Case ID: pa_627/html/0246-02.html
Source: Caselaw Access Project
Author: {"author": "PER CURIAM. Chief Justice CASTILLE,", "license": "Public Domain", "url": "https://static.case.law/"}
Date Created: 2024-08-24T03:29:51.129683

99 A.3d 528
    Lise RAPAPORT and Seamus McCaffery, Respondents v. INTERSTATE GENERAL MEDIA, LLC, William Marimow, Craig McCoy, Signe Wilkinson, and Michael Days, Petitioners.
    No. 94 EM 2014.
    Supreme Court of Pennsylvania.
    Sept. 3, 2014.
   ORDER

PER CURIAM.

AND NOW, this 3rd day of September, 2014, the Application for Extraordinary Relief is DENIED.

Justice McCAFFERY did not participate in this matter.

Chief Justice CASTILLE files a concurring statement.

Chief Justice CASTILLE,

concurring.

I concur in the Court’s denial of petitioners’ request that the Court exercise its extraordinary jurisdiction to review legal questions concerning false light invasion of privacy claims. In my view, however, the questions identified by petitioners are indeed important. Petitioners’ core complaint is that they will be obliged to proceed to trial under a novel legal standard created by the Superior Court in Krajewski v. Gusoff, 53 A.3d 793 (Pa.Super.2012). The Krajewski decision presented questions of sufficient importance that this Court granted discretionary review of that published decision, only to dismiss the appeal after the plaintiff died. 621 Pa. 117, 74 A.3d 119 (2013) (granting appeal); 624 Pa. 224, 84 A.3d 1057 (2014) (appeal dismissed upon motion of estate executors). Petitioners believe the Kmjewski standard is erroneous, improperly burdens the press and prompts self-censorship, and thereby keeps matters of public concern unreported. Petitioners further claim that, in addition to suffering the overall chilling effect of Kmjewski, they will be forced to litigate this case under an incorrect standard that can only be corrected by this Court.

I believe there is merit to petitioners’ position, because of the chilling effect of such novel First Amendment decisions by our intermediate appellate court, but the instant request is, at best, premature. See, e.g., Washington Cty. Comm’rs v. Pa.
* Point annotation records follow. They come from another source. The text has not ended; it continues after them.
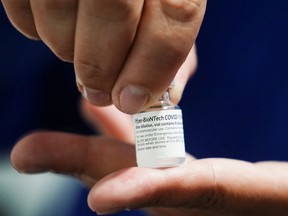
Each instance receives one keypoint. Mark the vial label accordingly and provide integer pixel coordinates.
(159, 135)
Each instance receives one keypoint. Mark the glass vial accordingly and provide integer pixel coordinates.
(159, 134)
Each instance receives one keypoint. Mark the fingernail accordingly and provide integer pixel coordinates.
(110, 211)
(96, 97)
(133, 98)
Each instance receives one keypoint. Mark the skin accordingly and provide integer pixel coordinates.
(158, 35)
(106, 164)
(125, 52)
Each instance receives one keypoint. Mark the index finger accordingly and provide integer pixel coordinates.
(165, 36)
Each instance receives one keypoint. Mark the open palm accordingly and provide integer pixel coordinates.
(107, 164)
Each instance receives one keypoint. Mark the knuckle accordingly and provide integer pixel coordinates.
(92, 75)
(183, 10)
(64, 53)
(118, 10)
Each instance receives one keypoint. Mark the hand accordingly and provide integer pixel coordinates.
(125, 52)
(107, 164)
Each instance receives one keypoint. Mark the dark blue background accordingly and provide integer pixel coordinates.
(235, 106)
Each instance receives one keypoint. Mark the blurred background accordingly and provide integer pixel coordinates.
(236, 105)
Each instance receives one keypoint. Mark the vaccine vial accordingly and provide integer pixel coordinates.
(159, 135)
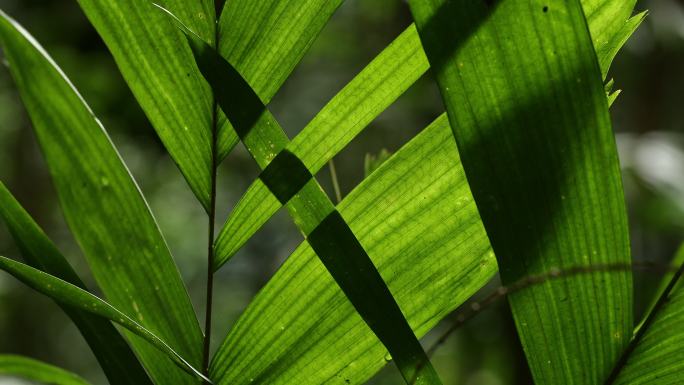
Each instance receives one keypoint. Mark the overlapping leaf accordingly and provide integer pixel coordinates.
(30, 369)
(395, 69)
(417, 220)
(112, 352)
(314, 213)
(77, 298)
(104, 208)
(528, 110)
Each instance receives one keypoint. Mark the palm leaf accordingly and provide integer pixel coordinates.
(313, 212)
(528, 110)
(112, 352)
(374, 89)
(104, 208)
(30, 369)
(75, 297)
(416, 218)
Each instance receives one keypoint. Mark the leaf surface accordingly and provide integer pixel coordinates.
(30, 369)
(526, 103)
(104, 208)
(75, 297)
(313, 212)
(374, 89)
(418, 222)
(112, 352)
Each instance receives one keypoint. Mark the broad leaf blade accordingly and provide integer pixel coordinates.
(104, 208)
(313, 212)
(658, 358)
(374, 89)
(75, 297)
(112, 352)
(425, 238)
(529, 113)
(30, 369)
(154, 61)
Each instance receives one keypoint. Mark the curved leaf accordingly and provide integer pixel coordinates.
(104, 208)
(528, 110)
(30, 369)
(374, 89)
(112, 352)
(418, 222)
(73, 296)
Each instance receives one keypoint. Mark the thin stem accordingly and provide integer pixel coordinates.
(336, 183)
(211, 232)
(662, 300)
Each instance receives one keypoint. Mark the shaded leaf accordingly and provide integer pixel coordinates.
(104, 208)
(326, 230)
(528, 110)
(417, 220)
(112, 352)
(386, 78)
(73, 296)
(30, 369)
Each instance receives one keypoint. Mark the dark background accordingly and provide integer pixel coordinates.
(648, 119)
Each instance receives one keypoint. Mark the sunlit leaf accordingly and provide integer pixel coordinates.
(104, 208)
(112, 352)
(528, 110)
(70, 295)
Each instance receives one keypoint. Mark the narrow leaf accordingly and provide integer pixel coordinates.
(527, 106)
(326, 230)
(417, 220)
(73, 296)
(112, 352)
(104, 208)
(374, 89)
(30, 369)
(154, 61)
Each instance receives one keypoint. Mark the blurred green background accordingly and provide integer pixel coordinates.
(648, 118)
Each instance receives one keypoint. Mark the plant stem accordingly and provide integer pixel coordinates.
(336, 184)
(211, 232)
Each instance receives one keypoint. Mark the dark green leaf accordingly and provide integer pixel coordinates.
(526, 103)
(73, 296)
(112, 352)
(104, 208)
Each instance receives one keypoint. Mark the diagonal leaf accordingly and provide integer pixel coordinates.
(416, 218)
(395, 69)
(264, 40)
(313, 212)
(151, 56)
(112, 352)
(104, 208)
(75, 297)
(30, 369)
(529, 113)
(656, 354)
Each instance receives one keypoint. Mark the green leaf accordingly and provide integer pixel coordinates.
(104, 208)
(386, 78)
(158, 67)
(528, 110)
(30, 369)
(73, 296)
(112, 352)
(264, 40)
(326, 230)
(658, 354)
(426, 240)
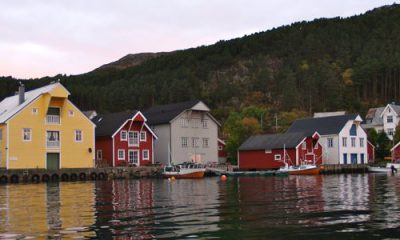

Labor Relations Bd., 490 Pa. 526, 417 A.2d 164, 167 (1980) (“Petitioners have not sustained th[e] heavy burden [for extraordinary jurisdiction], but simply have mistitled a premature petition for allowance of appeal as a request for extraordinary relief.”); Philadelphia Newspapers, Inc. v. Jerome, 478 Pa. 484, 387 A.2d 425, 430 n. 11 (1978) (“The presence of an issue of immediate public importance is not alone sufficient to justify extraordinary relief. As in requests for writs of prohibition and mandamus, we will not invoke extraordinary jurisdiction unless the record clearly demonstrates a petitioner’s rights. Even a clear showing that a petitioner is aggrieved does not assure that this Court will exercise its discretion to grant the requested relief.”). In my view, the underlying issue of public interest warrants full development in discovery to provide necessary context for the constitutional issues we accepted for review in Krajewski, and which are evident here.